Le Soudan, riche en ressources naturelles, pèse pour 11,6% (8 milliards de dollars), ses exportations étant dominées par l’or, le coton et les produits agricoles. L’Érythrée représente 9,5% (6,6 milliards de dollars), profitant de ses exportations minières, notamment de métaux précieux et de sel. Enfin, le Botswana complète ce top 5 avec 5,6% (3,9 milliards de dollars), grâce à la vente de diamants, de viandes et de produits agroalimentaires.
La prédominance de ces pays réside donc dans la complémentarité entre les ressources naturelles et produits de base africains d’un côté, et les besoins de consommation et d’approvisionnement en matières premières des économies prospères du Golfe de l’autre. Connaître ces principaux exportateurs revêt un intérêt stratégique dans le contexte actuel où «l’Afrique attire des intérêts commerciaux et d’investissements significatifs des puissances mondiales cherchant à accéder à ses ressources naturelles abondantes.»

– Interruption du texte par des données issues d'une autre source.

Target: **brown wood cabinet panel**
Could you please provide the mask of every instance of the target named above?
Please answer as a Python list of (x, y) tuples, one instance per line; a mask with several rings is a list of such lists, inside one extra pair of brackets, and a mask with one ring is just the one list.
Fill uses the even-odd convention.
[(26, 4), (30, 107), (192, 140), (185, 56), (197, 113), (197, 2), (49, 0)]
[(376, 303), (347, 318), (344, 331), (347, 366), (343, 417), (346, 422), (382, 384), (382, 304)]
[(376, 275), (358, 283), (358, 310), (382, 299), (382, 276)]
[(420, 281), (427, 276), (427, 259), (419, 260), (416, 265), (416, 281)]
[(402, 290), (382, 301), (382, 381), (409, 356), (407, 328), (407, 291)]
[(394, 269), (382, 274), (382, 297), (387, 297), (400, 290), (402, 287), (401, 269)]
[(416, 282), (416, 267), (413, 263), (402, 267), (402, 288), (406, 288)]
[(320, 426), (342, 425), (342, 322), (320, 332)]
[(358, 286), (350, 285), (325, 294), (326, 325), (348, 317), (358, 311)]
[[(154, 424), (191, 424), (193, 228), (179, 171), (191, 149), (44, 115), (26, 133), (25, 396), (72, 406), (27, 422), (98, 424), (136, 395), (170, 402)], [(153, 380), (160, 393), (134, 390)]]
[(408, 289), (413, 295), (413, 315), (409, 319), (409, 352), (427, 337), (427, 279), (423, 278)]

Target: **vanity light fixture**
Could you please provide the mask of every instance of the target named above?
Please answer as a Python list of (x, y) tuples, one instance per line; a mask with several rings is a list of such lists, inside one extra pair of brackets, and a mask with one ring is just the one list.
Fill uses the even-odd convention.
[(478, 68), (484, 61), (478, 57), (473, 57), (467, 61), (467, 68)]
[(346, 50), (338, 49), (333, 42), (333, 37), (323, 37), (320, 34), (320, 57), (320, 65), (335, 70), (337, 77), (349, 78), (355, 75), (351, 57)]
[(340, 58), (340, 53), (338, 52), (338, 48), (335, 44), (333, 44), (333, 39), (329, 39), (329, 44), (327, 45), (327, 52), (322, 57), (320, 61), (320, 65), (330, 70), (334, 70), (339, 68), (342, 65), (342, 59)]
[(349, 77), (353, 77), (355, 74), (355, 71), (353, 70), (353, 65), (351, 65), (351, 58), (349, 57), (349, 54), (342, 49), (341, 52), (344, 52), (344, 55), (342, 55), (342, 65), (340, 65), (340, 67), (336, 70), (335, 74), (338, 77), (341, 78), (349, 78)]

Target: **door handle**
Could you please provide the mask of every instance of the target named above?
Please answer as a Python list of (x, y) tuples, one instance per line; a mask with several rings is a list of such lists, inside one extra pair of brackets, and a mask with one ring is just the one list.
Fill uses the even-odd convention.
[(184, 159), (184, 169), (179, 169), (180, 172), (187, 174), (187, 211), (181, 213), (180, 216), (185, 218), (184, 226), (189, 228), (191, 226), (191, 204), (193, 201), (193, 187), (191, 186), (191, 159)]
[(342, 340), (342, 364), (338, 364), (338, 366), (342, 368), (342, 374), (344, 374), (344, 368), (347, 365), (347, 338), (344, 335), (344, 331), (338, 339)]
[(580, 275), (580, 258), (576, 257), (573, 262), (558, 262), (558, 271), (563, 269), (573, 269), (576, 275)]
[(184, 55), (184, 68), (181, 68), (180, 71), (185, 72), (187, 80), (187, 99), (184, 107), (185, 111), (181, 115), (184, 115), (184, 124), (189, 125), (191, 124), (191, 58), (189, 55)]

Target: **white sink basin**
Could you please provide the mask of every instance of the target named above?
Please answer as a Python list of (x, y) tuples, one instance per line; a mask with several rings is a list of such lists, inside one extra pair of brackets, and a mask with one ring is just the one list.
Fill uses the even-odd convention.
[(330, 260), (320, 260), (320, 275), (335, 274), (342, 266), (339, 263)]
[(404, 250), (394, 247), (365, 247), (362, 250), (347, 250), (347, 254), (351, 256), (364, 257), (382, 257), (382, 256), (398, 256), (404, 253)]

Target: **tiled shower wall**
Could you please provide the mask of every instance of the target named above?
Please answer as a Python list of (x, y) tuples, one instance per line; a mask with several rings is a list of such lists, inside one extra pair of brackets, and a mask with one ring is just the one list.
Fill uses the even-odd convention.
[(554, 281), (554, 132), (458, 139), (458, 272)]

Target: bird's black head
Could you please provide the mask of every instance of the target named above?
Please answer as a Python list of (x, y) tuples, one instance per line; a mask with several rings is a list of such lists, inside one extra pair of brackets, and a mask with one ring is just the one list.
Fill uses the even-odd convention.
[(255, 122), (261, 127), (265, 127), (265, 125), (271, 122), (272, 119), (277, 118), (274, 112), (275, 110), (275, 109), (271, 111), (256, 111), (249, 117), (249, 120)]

Ressources naturelles et produits agricoles
La nature de ces exportations est principalement liée aux ressources naturelles et produits alimentaires dont regorge le continent africain. «L’Égypte, l’Afrique du Sud et le Soudan exportent essentiellement des produits pétroliers, tandis que l’Érythrée et le Botswana misent sur les minerais et les produits agricoles», précise le rapport.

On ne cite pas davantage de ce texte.